The ever-evolving relationship with parents as an ‘adult’ seems like a complicated dance where you never seem to catch the rhythm, the step changes with every beat, and even after all your efforts you just aren’t able to co-ordinate. It becomes an awkward, under-practiced routine without any cue to follow. Every step is a possible misstep or an overstep. Every fall, trust fall. The matching of pace is the matching of expectations. A constant assessment, constant alignment, one that takes effort and energy.

It was through my teens that I started to see my parents as beyond just parents, humans. Fallible and fragile, humans. With their own insecurities, compulsions, and complexes. With their own strengths and worldviews, neither absolute nor beyond question. And I had the space to question. It wasn’t actively encouraged but respectfully accepted. Begrudgingly, their lack of answers was acknowledged. With patience and grace, on most days at least, they underwent the barrage of skepticism I threw their way, the intensity of which has only multiplied over the years.
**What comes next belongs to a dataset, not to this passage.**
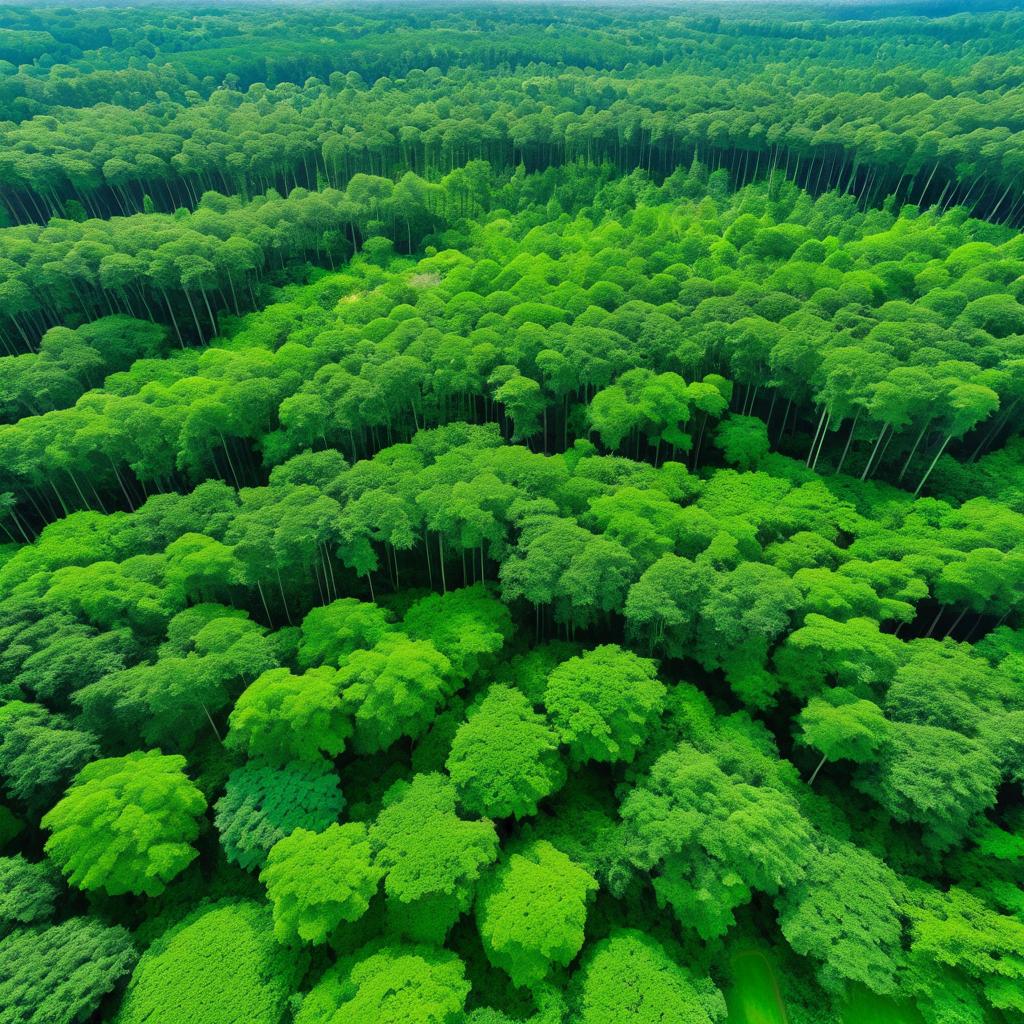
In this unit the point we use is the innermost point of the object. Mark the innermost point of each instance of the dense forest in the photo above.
(512, 514)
It is their response to me, that has taught me the grace through which one can accept questioning while standing firm in one’s own beliefs. To make space for examination of the principles one has spent their whole life with, by those closest to them, by those they have instilled an upbringing in, is difficult, to say the least. And while I might never be able to articulate it to them, I am beyond grateful for their effort.

Thus, I grew up simultaneously in awe of and still in question of the way they live their lives. These are the lives I have spent the most time observing. Of course, it hasn’t been an objective observation. It has been loaded with lenses that these same people have molded into me. While I know from a distance, because I have always been good at analyzing from a distance, all that goes right and wrong with their ways of being, I find myself limited in my ability to replicate into my life all that I admire.
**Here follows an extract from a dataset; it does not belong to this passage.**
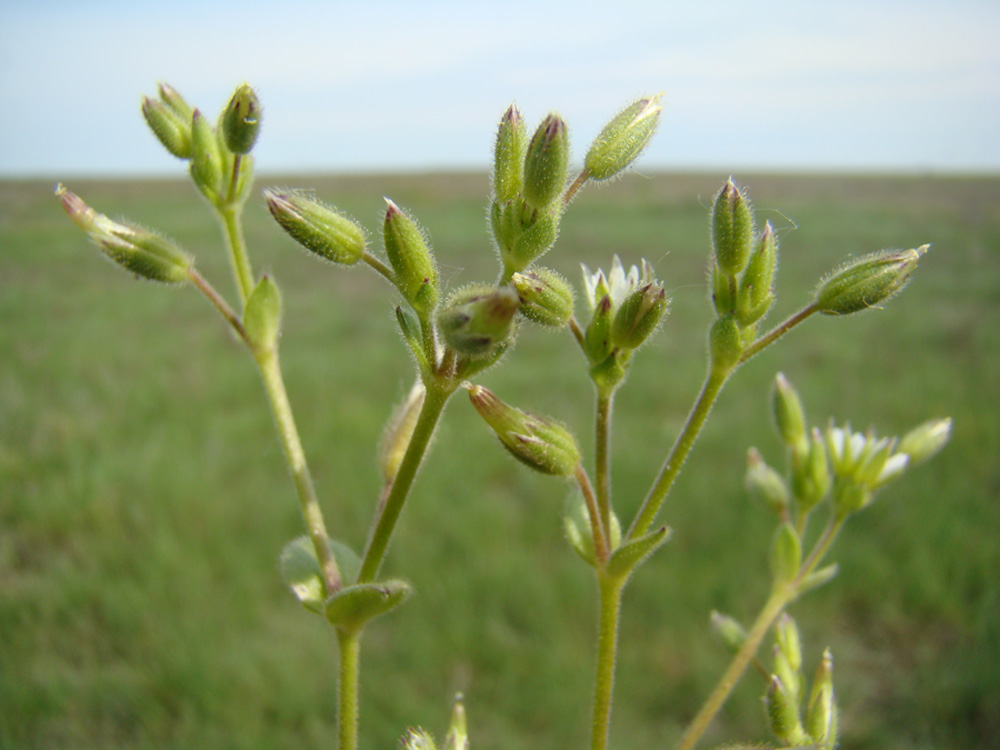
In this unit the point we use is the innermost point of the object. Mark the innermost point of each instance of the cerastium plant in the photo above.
(455, 335)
Now, as a twenty-three-year-old ( the number still does not seem real to me ) this feeling I have had for a while only seems to be consolidating. This feeling that I am the weak link, the clumsy one who forgets the routine, is always a step ahead or a step behind, the one breaking the formation, the one who hasn’t practiced enough and it shows. The one who cannot wake up or sleep on time. Cannot remember to lock the gates at night, keep the parking ticket safe, turn the geyser off, or spend money responsibly. I tell myself that they have had more time to learn the choreography, to sync with each other and with life. But that doesn’t make me any better. I still remain the one who is unable to catch up. And when your parents seem to be effortlessly performing the routine for years, the inability seems that much more evident.

In multiple moments, when this inability seems to become the most visible thing about myself, I externalize and question the need to catch up to this dance, and the meaninglessness of these repetitive movements. It is their dance, not mine, I fume, knowing full well that it is an inevitable dance, where I need to make space for my own moves, teach them to sway in the way I do, introduce beats that I can groove to. And I have over the years. Tentatively, hesitantly, unsure of their acceptance. Most times they have taken only a beat’s time to accept, finding ways to incorporate whatever wacky step I introduce into the routine.

To be able to reorient the choreography, I need to let go of this constant urge to keep up.

It will be a mess. Uncoordinated and not in sync. But I guess that’s okay because it is not a performance. There is no audience, not the one that matters anyway.

All we need to do is understand each other’s rhythms and make space.